Dual Relation Mining Network for Zero-Shot Learning
Jinwei Han, Yingguo Gao, Zhiwen Lin, Ke Yan, Shouhong Ding, Yuan Gao, Gui-Song Xia
TL;DR
This work tackles zero-shot learning by addressing both visual–semantic alignment and the underexplored semantic relationships among attributes. It introduces the Dual Relation Mining Network (DRMN), which combines a Dual Attention Block (DAB) for enriched visual features and region-attribute spatial attention with attribute-guided channel attention, a Semantic Interaction Transformer (SIT) for inter-attribute modeling, and a global classification branch to capture latent cues. The hyperspherical classifier unifies attribute and semantic scores, and an ensemble strategy combines attribute-based and global predictions for Generalized ZSL. Empirical results on CUB, SUN, and AwA2 set new state-of-the-art performance in CZSL and GZSL, validating the effectiveness of dual-relational mining for robust knowledge transfer in unseen classes.
Abstract
Zero-shot learning (ZSL) aims to recognize novel classes through transferring shared semantic knowledge (e.g., attributes) from seen classes to unseen classes.

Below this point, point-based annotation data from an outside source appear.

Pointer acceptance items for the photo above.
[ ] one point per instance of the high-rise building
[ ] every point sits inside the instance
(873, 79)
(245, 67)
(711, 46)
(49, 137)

Recently, attention-based methods have exhibited significant progress which align visual features and attributes via a spatial attention mechanism. However, these methods only explore visual-semantic relationship in the spatial dimension, which can lead to classification ambiguity when different attributes share similar attention regions, and semantic relationship between attributes is rarely discussed. To alleviate the above problems, we propose a Dual Relation Mining Network (DRMN) to enable more effective visual-semantic interactions and learn semantic relationship among attributes for knowledge transfer. Specifically, we introduce a Dual Attention Block (DAB) for visual-semantic relationship mining, which enriches visual information by multi-level feature fusion and conducts spatial attention for visual to semantic embedding. Moreover, an attribute-guided channel attention is utilized to decouple entangled semantic features. For semantic relationship modeling, we utilize a Semantic Interaction Transformer (SIT) to enhance the generalization of attribute representations among images. Additionally, a global classification branch is introduced as a complement to human-defined semantic attributes, and we then combine the results with attribute-based classification. Extensive experiments demonstrate that the proposed DRMN leads to new state-of-the-art performances on three standard ZSL benchmarks, i.e., CUB, SUN, and AwA2.